Insight into Intel's Stock

Based in Santa Clara, California, Intel Corporation (INTC) commands a market capitalization of $80.84 billion within the global semiconductor domain. Specializing in the production of an array of computing products like microprocessors, chipsets, and cutting-edge driver assistance systems for autonomous vehicles, Intel has seen a plummet of 62.2% in its year-to-date stock performance, vastly underperforming the general market.

www.barchart.com The Abrupt Plummet of Intel's Shares Post-Q2 Reveal

Following the recent investor call on August 1, Intel reported lower-than-anticipated Q2 results, issuing a lackluster Q3 forecast. Additionally, the tech giant revealed plans for a sizable reduction in its workforce by over 15% and the halting of dividend payments. Subsequently, Intel's shares nosedived by over 26% in the subsequent trading period.

In Q2, Intel recorded total revenue of $12.8 billion, a slight 1% drop compared to the previous year, missing estimates by $150 million. While the company witnessed a 4% revenue growth in its Products unit, led by robust client computing gains offsetting modest declines in the data center segment, it failed to match the soaring growth experienced by its competitors in this domain.

With the revenue dip year-over-year, the non-GAAP gross margin fell as well, dropping 1.1 percentage points to 38.7%, notably beneath the company's anticipated 43.5% mark. This decline, coupled with a 5% increase in operational expenses, saw the adjusted operating margin shrink to a mere 0.2%, a significant regression from the 3.5% reported in the prior year.

Challenges Ahead: Lunar Lake's Looming Margins and Margin-Recovery Strategies

Intel's woes deepen with the impending release of its Lunar Lake CPU in late Q3, a product lineup that is slated to face margin constraints. The limited adoption of Lunar Lake, influenced by its release timing, poses a significant obstacle to Intel's profit margins, necessitating the company to postpone its 60% margin target until 2026.

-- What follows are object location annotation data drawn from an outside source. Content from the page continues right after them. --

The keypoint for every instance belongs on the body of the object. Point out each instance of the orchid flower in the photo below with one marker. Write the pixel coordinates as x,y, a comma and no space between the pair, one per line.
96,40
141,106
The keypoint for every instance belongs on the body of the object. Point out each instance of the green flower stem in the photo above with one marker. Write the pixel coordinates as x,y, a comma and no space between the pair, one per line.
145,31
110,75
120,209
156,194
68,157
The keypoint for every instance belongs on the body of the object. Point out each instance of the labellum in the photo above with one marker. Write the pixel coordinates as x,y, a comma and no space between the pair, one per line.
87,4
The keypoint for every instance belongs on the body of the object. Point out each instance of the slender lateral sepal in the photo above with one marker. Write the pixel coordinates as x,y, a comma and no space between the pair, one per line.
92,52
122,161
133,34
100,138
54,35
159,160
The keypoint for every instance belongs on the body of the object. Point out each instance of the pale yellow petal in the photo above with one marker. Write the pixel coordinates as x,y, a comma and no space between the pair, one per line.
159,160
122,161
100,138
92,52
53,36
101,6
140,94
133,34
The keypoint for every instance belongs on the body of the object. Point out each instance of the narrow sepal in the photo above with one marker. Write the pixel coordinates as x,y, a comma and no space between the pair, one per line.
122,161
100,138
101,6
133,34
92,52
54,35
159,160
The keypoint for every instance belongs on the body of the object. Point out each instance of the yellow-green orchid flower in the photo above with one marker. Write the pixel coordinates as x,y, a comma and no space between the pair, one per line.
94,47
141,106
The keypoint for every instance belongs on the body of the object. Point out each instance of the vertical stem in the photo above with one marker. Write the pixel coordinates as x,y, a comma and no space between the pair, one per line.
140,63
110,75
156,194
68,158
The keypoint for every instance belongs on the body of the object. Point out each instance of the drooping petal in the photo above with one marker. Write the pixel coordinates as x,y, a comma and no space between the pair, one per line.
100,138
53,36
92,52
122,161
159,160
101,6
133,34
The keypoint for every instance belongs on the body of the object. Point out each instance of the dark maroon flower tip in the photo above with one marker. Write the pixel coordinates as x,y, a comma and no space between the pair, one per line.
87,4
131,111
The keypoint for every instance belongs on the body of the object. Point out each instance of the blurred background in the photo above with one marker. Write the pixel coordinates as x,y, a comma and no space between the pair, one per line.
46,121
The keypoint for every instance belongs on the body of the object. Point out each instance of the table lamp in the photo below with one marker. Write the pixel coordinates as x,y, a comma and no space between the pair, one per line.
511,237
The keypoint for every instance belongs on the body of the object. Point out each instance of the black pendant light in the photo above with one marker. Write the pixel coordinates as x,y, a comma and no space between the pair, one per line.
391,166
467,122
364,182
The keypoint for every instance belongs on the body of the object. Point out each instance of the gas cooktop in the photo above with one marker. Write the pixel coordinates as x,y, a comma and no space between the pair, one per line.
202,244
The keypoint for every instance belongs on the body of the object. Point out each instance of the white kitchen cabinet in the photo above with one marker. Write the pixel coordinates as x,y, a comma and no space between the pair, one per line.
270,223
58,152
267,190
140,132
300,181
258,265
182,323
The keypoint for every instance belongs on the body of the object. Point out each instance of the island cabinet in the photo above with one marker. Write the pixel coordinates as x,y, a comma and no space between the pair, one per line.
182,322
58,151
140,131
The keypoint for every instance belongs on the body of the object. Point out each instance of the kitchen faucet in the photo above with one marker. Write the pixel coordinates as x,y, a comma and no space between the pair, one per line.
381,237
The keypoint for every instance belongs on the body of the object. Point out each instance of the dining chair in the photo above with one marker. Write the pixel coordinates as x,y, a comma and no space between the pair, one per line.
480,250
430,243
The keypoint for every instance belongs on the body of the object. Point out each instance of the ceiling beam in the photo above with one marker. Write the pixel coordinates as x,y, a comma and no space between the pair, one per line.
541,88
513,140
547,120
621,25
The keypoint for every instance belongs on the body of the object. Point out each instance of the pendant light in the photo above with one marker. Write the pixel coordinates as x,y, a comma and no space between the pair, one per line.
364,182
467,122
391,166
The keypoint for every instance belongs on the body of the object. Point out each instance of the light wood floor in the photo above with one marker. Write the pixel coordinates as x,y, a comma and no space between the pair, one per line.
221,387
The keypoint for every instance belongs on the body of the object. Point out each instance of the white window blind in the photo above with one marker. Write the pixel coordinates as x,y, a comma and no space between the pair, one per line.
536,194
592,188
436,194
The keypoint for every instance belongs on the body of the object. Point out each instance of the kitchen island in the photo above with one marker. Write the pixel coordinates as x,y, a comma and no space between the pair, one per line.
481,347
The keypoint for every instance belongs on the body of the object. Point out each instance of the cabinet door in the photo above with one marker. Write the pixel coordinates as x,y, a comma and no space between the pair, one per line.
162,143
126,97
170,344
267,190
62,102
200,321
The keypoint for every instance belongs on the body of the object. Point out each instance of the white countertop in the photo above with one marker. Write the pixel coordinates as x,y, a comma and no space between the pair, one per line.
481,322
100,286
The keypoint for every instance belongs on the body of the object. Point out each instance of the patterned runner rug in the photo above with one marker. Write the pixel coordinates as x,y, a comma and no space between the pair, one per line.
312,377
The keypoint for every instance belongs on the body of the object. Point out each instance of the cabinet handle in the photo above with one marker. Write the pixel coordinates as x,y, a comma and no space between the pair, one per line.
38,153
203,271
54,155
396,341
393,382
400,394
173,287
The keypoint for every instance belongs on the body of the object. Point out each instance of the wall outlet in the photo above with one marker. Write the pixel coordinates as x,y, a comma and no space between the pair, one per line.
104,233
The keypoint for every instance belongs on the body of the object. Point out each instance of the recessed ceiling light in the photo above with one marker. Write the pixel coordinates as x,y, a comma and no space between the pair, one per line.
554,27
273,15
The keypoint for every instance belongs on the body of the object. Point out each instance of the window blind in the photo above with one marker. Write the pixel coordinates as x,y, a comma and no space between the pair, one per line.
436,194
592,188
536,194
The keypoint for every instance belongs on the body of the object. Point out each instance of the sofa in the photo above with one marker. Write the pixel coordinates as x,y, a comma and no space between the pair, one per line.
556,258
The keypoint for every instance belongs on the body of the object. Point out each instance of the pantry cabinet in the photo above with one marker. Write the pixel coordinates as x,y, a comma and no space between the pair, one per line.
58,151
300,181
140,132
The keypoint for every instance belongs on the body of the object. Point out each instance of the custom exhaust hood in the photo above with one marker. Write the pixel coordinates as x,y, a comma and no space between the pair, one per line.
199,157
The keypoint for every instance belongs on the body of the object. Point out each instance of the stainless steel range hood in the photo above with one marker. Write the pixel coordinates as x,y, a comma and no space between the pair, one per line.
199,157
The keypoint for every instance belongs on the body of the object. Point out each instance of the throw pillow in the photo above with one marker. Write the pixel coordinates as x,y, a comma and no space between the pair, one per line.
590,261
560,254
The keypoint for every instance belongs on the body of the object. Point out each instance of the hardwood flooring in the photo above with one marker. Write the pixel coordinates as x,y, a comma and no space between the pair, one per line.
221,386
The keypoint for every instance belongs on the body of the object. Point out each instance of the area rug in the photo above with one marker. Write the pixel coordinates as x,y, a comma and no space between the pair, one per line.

On a more hopeful note, Intel is counting on its forthcoming 18A process products, like Panther Lake and Clearwater Forest, due to launch in the latter half of 2025, to revamp its profit margins. However, the benefits from these new products and processes are not expected to materialize until 2026.

Marked by revenue and margin hurdles alongside substantial capital expenses and a hefty $48 billion debt load, Intel has embarked on an aggressive cost-reduction initiative. This involves a 15% slash in its 110,000-strong workforce, a more than 20% decrease in projected 2024 investments in new infrastructure, with spending now ranging between $25 billion and $27 billion.

Intel Faces Investor BacklashIntel's Dive into the Abyss: Investor Backlash After Dividend Suspension

Cramer’s commentary on these healthcare stocks and more offers unique perspectives for investors, highlighting aspects such as value, speculation, and growth potential within the sector.